Pretty much a fishing port, it’s also home port to some of the boats from the TV show “Deadliest Catch”… Whilst I’m on the subject I was also enlightened to the fact that one such TV show regarding Wild Alaskan folk out hunting and struggling to stay alive failed to mention that a Safeway supermarket is 7 miles from their remote island cabin where they struggle for survival on a daily basis! A little like our Australian “Outback Truckers” I guess. Truckers battling the elements in the North of Australia on the edge of survival the whole time! Only an onboard fridge full of food and cold beer and roadhouse food to sustain them! Staggering stuff really and about 180 degrees opposite to the actual situation but hey it sells!

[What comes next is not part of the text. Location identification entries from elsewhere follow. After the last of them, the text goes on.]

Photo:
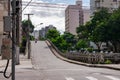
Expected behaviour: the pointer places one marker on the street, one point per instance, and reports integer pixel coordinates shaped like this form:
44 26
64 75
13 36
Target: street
52 68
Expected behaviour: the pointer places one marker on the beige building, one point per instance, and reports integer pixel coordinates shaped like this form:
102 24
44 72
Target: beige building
110 4
86 15
3 12
73 17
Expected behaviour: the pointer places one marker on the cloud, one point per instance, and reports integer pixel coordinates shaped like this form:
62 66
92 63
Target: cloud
47 16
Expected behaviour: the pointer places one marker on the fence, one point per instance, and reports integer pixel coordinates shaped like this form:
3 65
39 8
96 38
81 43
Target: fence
89 57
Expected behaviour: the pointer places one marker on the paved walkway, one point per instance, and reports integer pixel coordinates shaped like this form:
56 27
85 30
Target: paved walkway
26 67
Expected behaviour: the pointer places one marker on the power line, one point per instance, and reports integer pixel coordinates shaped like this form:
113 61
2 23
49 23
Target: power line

On our way down to Homer we’d stopped by Kath and Roger’s home in the hamlet of Clam Gulch and they’d kindly invited us to drop in on our return for a night of relaxation! An offer too good to refuse.
Upon our arrival, these awesome people had organised a Margarita beach party. Their amazing log home sits atop a cliff above said beach and overlooks Cook Inlet and 5 active volcanoes. Truly stunning!
Neighbours Debbie and Robert joined us on the beach and we began guzzling margarita’s and cold beer whilst wolfing down sausages and amazing salads. It was one of those experiences that I can’t really describe effectively here, partly due to the fact I can’t remember quite a bit of it!! Hahaha. It was one of the highlights of our trip to Alaska and epitomised the hospitality and generosity of Alaskans!
So much of our trip has been about the people we have met and we really have been lucky consistently since the moment we began our journey!
Leaving these people was tough and they saw to it that we would not starve on their watch! With a fridge full of delicious Salmon and Halibut fillets, and some home smoked Salmon courtesy of Robert, we headed out to Seward for a visit.
The weather was forecast to deteriorate and that it did, Rain, rain and more rain for a spell as we headed north back to Anchorage.
We arranged to visit the VW campers, Myron and Mary Bethe whilst back in Anchorage. They had only just arrived back from a short trip of their own but were keen for us to drop by.
It seemed that whilst we’d been in bed back at that roadside camp whilst the Aurora did its thing over our snoring selves, Myron (being a professional photographer) had snapped a rather cool pic of our Patrol! I think you’ll agree…
Couldn’t thank him enough. He generously printed off a copy for us to frame when we return home. A great afternoon of conversation and great people.
After a last lap around Anchorage, we made toward the Canadian border. The Autumn colours were striking! Although travelling a little later in the season has some negatives such as bouts of rain and cooling temperatures, the advantages are stark! A huge reduction in other tourists and being able to witness Alaska and the north in the Fall
Before we knew it we were back in Canada but our Alaskan adventures would continue with a visit to Haines, land locked within Canada but accessible by sea. Tight planning meant that we had just enough time left on our US visa to allow a visit!